La maggior parte del tempo viene richiesta dal fatto di dover procurare la macchina adatta per il tipo di competizione che bisogna affrontare. Ad esempio, potrebbe esserci una competizione che prevede al massimo vetture da 250 cavalli prodotte in Germania. Se non c'è una macchina con queste caratteristiche nel nostro garage, e capita sovente, bisogna procurarsela.

Sostanzialmente ci sono tre modi per ottenere vetture. Vincerle ottenendo determinati traguardi nelle competizioni e negli eventi speciali, comprarle nuove dal rivenditore, oppure ricorrere al mercato dell'usato, che è l'unica possibilità di ottenere certe vetture, soprattutto se vecchie. Le vetture usate, però, vanno sistemate con revisione del motore e cambio dell'olio, per cui richiedono un ulteriore investimento.

Il cuore del gioco è la modalità A-Spec, quella classica presente in Gran Turismo fin dalla sua prima edizione. Si partecipa alle varie competizioni, si acquisiscono esperienza e crediti che danno la possibilità di accedere a competizioni e vetture di classe superiore.

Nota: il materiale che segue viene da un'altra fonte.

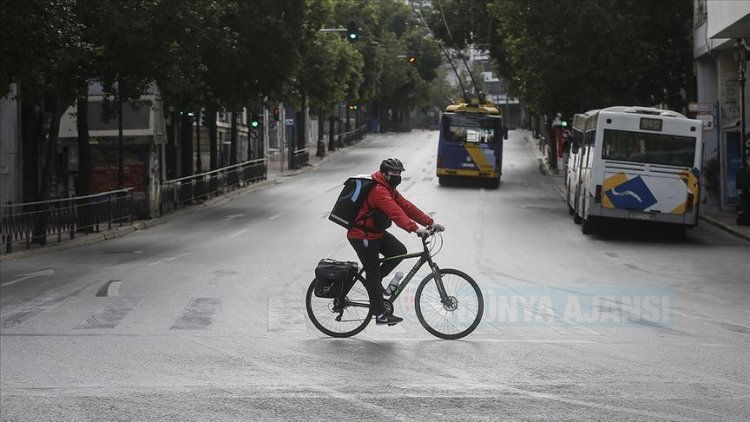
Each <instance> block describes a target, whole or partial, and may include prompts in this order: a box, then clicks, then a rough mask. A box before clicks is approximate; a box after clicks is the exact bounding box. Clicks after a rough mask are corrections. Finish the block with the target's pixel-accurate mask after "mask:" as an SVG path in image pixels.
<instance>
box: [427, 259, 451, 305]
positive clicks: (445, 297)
mask: <svg viewBox="0 0 750 422" xmlns="http://www.w3.org/2000/svg"><path fill="white" fill-rule="evenodd" d="M430 268H431V269H432V277H433V278H434V279H435V285H436V286H437V288H438V293H439V294H440V303H442V304H443V306H446V307H448V306H450V305H451V299H450V297H448V292H446V291H445V285H444V284H443V278H442V276H441V275H440V268H438V266H437V264H436V263H434V262H430Z"/></svg>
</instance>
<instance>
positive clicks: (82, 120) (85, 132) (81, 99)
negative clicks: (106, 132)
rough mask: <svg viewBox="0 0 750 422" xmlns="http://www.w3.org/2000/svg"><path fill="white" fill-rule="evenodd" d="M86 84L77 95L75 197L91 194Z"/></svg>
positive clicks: (88, 124)
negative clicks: (77, 141) (76, 139)
mask: <svg viewBox="0 0 750 422" xmlns="http://www.w3.org/2000/svg"><path fill="white" fill-rule="evenodd" d="M88 104H89V96H88V82H87V83H85V84H83V87H82V88H81V91H80V92H79V95H78V115H77V120H76V128H77V129H78V178H77V179H76V195H77V196H83V195H88V194H90V193H91V146H90V145H89V122H88V116H89V111H88V108H89V107H88Z"/></svg>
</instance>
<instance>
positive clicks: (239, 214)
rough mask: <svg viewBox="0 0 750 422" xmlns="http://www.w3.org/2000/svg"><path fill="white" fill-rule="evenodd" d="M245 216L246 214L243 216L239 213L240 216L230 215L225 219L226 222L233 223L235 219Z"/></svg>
mask: <svg viewBox="0 0 750 422" xmlns="http://www.w3.org/2000/svg"><path fill="white" fill-rule="evenodd" d="M244 216H245V214H243V213H239V214H230V215H227V216H225V217H224V222H227V221H232V220H234V219H235V218H240V217H244Z"/></svg>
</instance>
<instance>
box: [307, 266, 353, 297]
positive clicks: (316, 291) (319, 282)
mask: <svg viewBox="0 0 750 422" xmlns="http://www.w3.org/2000/svg"><path fill="white" fill-rule="evenodd" d="M358 269H359V266H358V264H357V263H356V262H351V261H347V262H344V261H335V260H333V259H328V258H326V259H321V260H320V262H318V266H317V267H316V268H315V296H317V297H322V298H327V299H335V298H338V297H343V296H344V295H345V294H346V292H344V289H345V288H346V287H349V286H350V283H349V282H350V281H351V280H352V279H353V278H354V276H355V274H357V270H358ZM349 288H351V287H349Z"/></svg>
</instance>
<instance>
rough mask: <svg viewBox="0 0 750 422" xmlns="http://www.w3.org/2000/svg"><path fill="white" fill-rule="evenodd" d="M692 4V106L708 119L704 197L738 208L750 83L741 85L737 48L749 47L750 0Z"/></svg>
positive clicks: (703, 173) (705, 160)
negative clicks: (742, 126)
mask: <svg viewBox="0 0 750 422" xmlns="http://www.w3.org/2000/svg"><path fill="white" fill-rule="evenodd" d="M693 5H694V7H693V11H694V18H693V22H694V29H693V57H694V59H695V75H696V80H697V88H698V98H697V101H696V103H695V104H693V105H692V110H691V112H693V113H694V116H695V117H696V118H699V119H701V120H703V121H704V133H703V139H704V145H705V147H704V148H705V149H704V154H703V155H704V165H703V169H704V171H703V176H704V177H703V187H704V189H703V198H702V199H703V201H706V202H708V203H712V204H716V205H718V206H719V207H720V208H721V209H734V207H735V206H736V205H737V204H738V202H739V198H738V197H737V192H736V185H735V182H736V174H737V172H738V171H740V170H741V169H742V148H741V138H742V137H741V134H740V129H741V122H742V115H741V108H742V107H741V104H742V100H743V98H744V100H745V101H747V98H748V92H749V91H750V90H748V86H747V85H748V84H744V85H745V86H744V92H743V91H742V90H741V85H742V84H741V82H740V68H741V66H742V63H740V61H741V60H740V59H741V58H742V57H741V56H740V55H739V54H738V53H740V49H746V50H747V49H748V47H750V2H748V1H735V0H695V1H694V3H693ZM746 76H747V75H745V77H746ZM745 108H746V109H745V116H744V117H745V121H746V122H747V121H748V117H749V116H750V114H748V112H747V107H745ZM746 133H747V130H746Z"/></svg>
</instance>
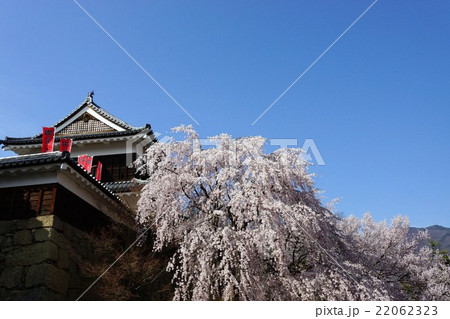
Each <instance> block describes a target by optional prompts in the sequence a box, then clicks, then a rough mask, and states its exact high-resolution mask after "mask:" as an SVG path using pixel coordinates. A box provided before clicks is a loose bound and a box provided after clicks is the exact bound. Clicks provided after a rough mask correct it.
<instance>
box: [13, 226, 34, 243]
mask: <svg viewBox="0 0 450 319" xmlns="http://www.w3.org/2000/svg"><path fill="white" fill-rule="evenodd" d="M28 244H31V232H30V231H29V230H19V231H18V232H16V233H15V234H14V245H28Z"/></svg>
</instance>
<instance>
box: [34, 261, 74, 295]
mask: <svg viewBox="0 0 450 319" xmlns="http://www.w3.org/2000/svg"><path fill="white" fill-rule="evenodd" d="M69 282H70V275H69V274H68V273H67V272H65V271H64V270H62V269H59V268H57V267H55V266H53V265H51V264H40V265H33V266H31V267H30V268H28V270H27V274H26V276H25V287H26V288H30V287H35V286H40V287H47V288H50V289H52V290H54V291H56V292H58V293H61V294H65V293H66V291H67V288H68V287H69Z"/></svg>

Ci sono poi gli eventi speciali, ovvero gare con caratteristiche particolari e specifiche, che danno la possibilità di guidare vetture molto performanti, e su circuiti speciali come gli sterrati, anche nelle prime battute della carriera. La gara con i minivan nel circuito di Top Gear, una pista aeroportuale, è contemporaneamente sorprendente e noiosissima, vista la lentezza dei mezzi e l'ampiezza della pista.

Ci sono poi le classiche patenti, in cui viene richiesto di compiere piccoli percorsi, molto spesso decisamente facili, entro un certo tempo. Ci sono 6 patenti con 60 eventi. Ad ogni patente completata viene regalata un'auto. Per ogni competizione c'è il trofeo d'oro, d'argento e di bronzo con differenti ricompense. Si può fare la pratica, ovvero scegliere una vettura e un circuito, e correre quanto si vuole.

C'è poi la cosiddetta modalità B-Spec, introdotta da Gran Turismo 4. Questa è la parte manageriale di Gran Turismo, visto che si impartiscono ordini a un pilota simulato e si segue lo svolgimento della gara. Il pilota ha forza mentale e fisica, che diminuiscono a seconda del livello di concitazione della gara, e dell'impegno richiesto dalle varie situazioni. Il giocatore può ordinare al suo pilota di mantenere o di incrementare o di ridurre l'andatura, e di sorpassare. Il pilota ha bisogno di qualche secondo per adeguarsi all'ordine, e cercherà di eseguirlo.

Se è troppo stanco e provato, oppure se l'ordine assegnatogli è troppo complicato da realizzare, può incappare in un errore, il che potrebbe pregiudicare l'intera prestazione. Come tutte le gare di Gran Turismo, anche quelle della modalità B-Spec dipendono fortemente dalle caratteristiche e dalle prestazioni delle vetture: il nostro pilota non avrà alcuna possibilità di vittoria, quindi, se non gli forniamo un mezzo adeguato.

Così come per la carriera A-Spec, anche la carrierà B-Spec ha una barra di esperienza, separata dalla prima. Inspiegabilmente, però, Polyphony Digital ha deciso di rimuovere la funzione di tempo accelerato, costringendo i giocatori a seguire la corsa nella sua interezza. I pochi ordini assegnabili e il fatto di dover prendere decisioni comunque sempre molto scaglionate nelle varie fasi della corsa, rende B-Spec una sorta di replay forzato per i giocatori. Insomma, sono gare belle da vedere ma spesso molto noiose. Poliphony ha rimosso la funzione di tempo accelerato in modo da incrementare ulteriormente la longevità, che per questo gioco deve essere ai massimi livelli possibili.

Un'altra componente importante del GT Life è la sezione dedicata alla manutenzione del veicolo. In questa sessione si può lavare la macchina, fare il cambio dell'olio o la revisione del motore, operazioni utilissime soprattutto per le vetture più vecchie. Sempre in manutenzione si possono applicare appendici aerodinamiche aggiuntive o cambiare la colorazione del veicolo. Inoltre, si possono riparare le vetture incidentate. La parte più interessante della sezione manutenzione riguarda la configurazione dell'auto per la corsa. È una configurazione automatica, alquanto costosa, in cui il sistema configura automaticamente aerodinamica, colori ed elaborazioni, per rendere la macchina ampiamente competitiva per la corsa. Cambiano anche grafica e sonoro della vettura, che diventano veramente notevoli. Non tutte le macchine possono ricevere la "race mod".